Por isso, diz Lanes, “estamos nas ruas como forma de resistência aos projetos que acabam com a nossa democracia e com os direitos da classe trabalhadora e, no Dia do Estudante, defendemos uma escola que dialogue com o que nós precisamos para termos condições de construir um futuro de justiça, de igualdade e de respeito”.

O Senado mantém aberta uma consulta pública sobre o Projeto de Lei do Senado 193/2016, de autoria do senador Magno Malta (PR-ES), na qual os votos contra o “Escola Sem Partido” estão em 190.851 e a favor da mordaça aos professores e estudantes 180.433 (até o fechamento desta matéria).

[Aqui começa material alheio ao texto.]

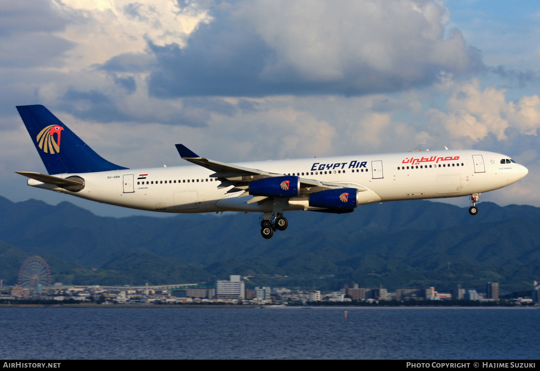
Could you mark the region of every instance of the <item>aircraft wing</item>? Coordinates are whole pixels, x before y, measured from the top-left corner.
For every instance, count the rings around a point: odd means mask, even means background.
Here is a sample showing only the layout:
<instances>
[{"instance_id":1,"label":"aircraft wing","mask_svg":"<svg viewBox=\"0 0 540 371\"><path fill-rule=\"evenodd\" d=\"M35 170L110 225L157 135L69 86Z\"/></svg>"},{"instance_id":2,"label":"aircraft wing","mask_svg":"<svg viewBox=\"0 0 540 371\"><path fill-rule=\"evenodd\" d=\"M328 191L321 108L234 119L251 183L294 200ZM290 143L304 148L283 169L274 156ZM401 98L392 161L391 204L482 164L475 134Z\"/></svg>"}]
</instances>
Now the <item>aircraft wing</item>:
<instances>
[{"instance_id":1,"label":"aircraft wing","mask_svg":"<svg viewBox=\"0 0 540 371\"><path fill-rule=\"evenodd\" d=\"M269 172L259 169L251 168L239 166L235 165L226 164L213 160L210 160L204 157L198 156L192 151L183 144L177 144L177 150L180 157L190 163L206 167L212 171L213 174L210 175L212 178L217 178L221 183L218 186L218 188L226 188L231 186L234 187L227 191L227 193L234 193L240 191L245 191L239 197L249 195L247 190L249 188L249 182L253 180L269 178L271 177L279 177L285 175L277 173ZM325 190L338 188L355 188L360 192L367 190L357 184L345 183L328 183L321 181L316 179L306 178L300 178L300 195L294 198L303 198L309 193L313 193ZM248 203L264 201L267 197L255 196L248 201Z\"/></svg>"}]
</instances>

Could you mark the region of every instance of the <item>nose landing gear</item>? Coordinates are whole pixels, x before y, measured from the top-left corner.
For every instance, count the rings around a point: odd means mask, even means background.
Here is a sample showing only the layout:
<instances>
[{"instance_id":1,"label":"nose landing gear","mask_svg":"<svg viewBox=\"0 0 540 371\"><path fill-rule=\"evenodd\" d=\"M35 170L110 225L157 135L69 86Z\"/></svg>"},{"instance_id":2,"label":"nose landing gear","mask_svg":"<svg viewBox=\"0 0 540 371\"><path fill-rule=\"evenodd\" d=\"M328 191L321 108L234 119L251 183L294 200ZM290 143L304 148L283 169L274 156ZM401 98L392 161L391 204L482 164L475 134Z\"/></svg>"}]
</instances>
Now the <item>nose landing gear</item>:
<instances>
[{"instance_id":1,"label":"nose landing gear","mask_svg":"<svg viewBox=\"0 0 540 371\"><path fill-rule=\"evenodd\" d=\"M476 207L476 203L478 201L480 193L473 193L469 199L471 200L471 207L469 208L469 213L471 215L476 215L478 214L478 208Z\"/></svg>"},{"instance_id":2,"label":"nose landing gear","mask_svg":"<svg viewBox=\"0 0 540 371\"><path fill-rule=\"evenodd\" d=\"M271 214L270 213L265 213L264 218L266 217L269 219L264 219L261 221L261 234L266 239L272 238L274 231L285 231L288 226L287 218L281 213L272 213Z\"/></svg>"}]
</instances>

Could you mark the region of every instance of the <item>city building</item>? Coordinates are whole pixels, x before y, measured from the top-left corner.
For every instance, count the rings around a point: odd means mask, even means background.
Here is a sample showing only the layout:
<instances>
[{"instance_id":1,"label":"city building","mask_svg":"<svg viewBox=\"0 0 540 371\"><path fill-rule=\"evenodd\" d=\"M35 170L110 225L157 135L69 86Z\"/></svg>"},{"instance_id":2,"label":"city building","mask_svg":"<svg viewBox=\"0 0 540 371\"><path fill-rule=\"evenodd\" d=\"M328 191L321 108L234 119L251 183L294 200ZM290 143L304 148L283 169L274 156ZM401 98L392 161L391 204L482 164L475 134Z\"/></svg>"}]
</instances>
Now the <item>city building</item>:
<instances>
[{"instance_id":1,"label":"city building","mask_svg":"<svg viewBox=\"0 0 540 371\"><path fill-rule=\"evenodd\" d=\"M272 289L269 287L255 287L254 299L269 300L271 294L272 294Z\"/></svg>"},{"instance_id":2,"label":"city building","mask_svg":"<svg viewBox=\"0 0 540 371\"><path fill-rule=\"evenodd\" d=\"M486 299L492 300L499 300L499 284L496 282L488 282L485 285L485 292L487 293Z\"/></svg>"},{"instance_id":3,"label":"city building","mask_svg":"<svg viewBox=\"0 0 540 371\"><path fill-rule=\"evenodd\" d=\"M218 299L242 299L245 298L246 288L239 275L231 275L230 280L218 280L215 285Z\"/></svg>"},{"instance_id":4,"label":"city building","mask_svg":"<svg viewBox=\"0 0 540 371\"><path fill-rule=\"evenodd\" d=\"M465 289L462 288L461 285L458 285L457 287L452 290L453 300L461 300L463 299L464 295L465 295Z\"/></svg>"},{"instance_id":5,"label":"city building","mask_svg":"<svg viewBox=\"0 0 540 371\"><path fill-rule=\"evenodd\" d=\"M316 290L311 290L309 291L309 301L320 301L321 292Z\"/></svg>"}]
</instances>

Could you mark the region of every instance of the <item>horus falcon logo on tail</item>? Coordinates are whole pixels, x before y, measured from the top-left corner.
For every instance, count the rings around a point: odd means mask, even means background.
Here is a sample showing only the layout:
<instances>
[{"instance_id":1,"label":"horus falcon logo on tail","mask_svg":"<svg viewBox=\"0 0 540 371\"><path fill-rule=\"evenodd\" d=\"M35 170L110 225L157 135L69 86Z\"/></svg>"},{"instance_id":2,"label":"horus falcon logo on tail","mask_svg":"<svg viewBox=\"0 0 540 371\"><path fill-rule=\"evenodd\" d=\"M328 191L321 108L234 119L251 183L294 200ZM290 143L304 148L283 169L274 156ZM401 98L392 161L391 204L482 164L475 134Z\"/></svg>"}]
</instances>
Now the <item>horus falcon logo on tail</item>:
<instances>
[{"instance_id":1,"label":"horus falcon logo on tail","mask_svg":"<svg viewBox=\"0 0 540 371\"><path fill-rule=\"evenodd\" d=\"M36 138L39 149L45 153L58 153L60 152L60 134L64 128L58 125L50 125L39 132ZM56 140L54 135L56 134Z\"/></svg>"}]
</instances>

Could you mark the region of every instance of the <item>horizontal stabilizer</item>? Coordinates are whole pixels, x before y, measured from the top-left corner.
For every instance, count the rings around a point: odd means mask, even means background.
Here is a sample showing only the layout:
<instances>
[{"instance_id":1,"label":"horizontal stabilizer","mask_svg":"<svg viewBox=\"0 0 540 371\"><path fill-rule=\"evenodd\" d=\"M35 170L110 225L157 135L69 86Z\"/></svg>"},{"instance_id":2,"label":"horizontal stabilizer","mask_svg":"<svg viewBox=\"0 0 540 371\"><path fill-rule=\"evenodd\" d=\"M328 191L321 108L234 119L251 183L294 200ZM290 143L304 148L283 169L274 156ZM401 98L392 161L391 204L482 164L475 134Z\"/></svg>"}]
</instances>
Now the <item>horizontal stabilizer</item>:
<instances>
[{"instance_id":1,"label":"horizontal stabilizer","mask_svg":"<svg viewBox=\"0 0 540 371\"><path fill-rule=\"evenodd\" d=\"M84 179L80 177L70 177L64 179L50 175L32 173L24 171L16 171L17 174L30 178L30 179L40 181L46 184L53 184L60 188L64 188L70 191L80 191L84 187Z\"/></svg>"}]
</instances>

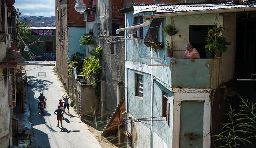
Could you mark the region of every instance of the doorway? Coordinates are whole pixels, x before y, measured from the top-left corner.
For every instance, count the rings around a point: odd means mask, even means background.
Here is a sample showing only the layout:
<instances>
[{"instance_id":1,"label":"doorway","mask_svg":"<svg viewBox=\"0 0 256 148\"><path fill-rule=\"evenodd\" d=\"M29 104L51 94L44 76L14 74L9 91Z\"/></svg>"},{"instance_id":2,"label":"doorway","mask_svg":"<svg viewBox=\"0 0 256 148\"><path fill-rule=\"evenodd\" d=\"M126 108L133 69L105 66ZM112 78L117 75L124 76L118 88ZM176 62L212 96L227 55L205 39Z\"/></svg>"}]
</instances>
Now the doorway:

“Nenhum professor ou professora que tenha compromisso com a educação, seja de esquerda ou de direita, pode apoiar a Lei da Mordaça”, sintetiza Betros. “Não existe educação, sem liberdade, sem diálogo”.

escola sem mordaca 1

Saiba porque foi criado o Dia do Estudante

Em 1927, o 11 de agosto, foi instituído como o Dia do Estudante no Brasil. Data dedicada à criação das duas primeiras faculdades do país, a Faculdade de Direito de Olinda, em Pernambuco, e a Faculdade de Direito do Largo do São Francisco, em São Paulo, em 1827. Por isso, 100 anos depois criou-se o Dia do Estudante. Por causa desse dia, os estudantes de Direito criaram o “Dia do Pendura”, quando iam aos restaurantes e bares pediam refeições e saiam sem pagar a conta.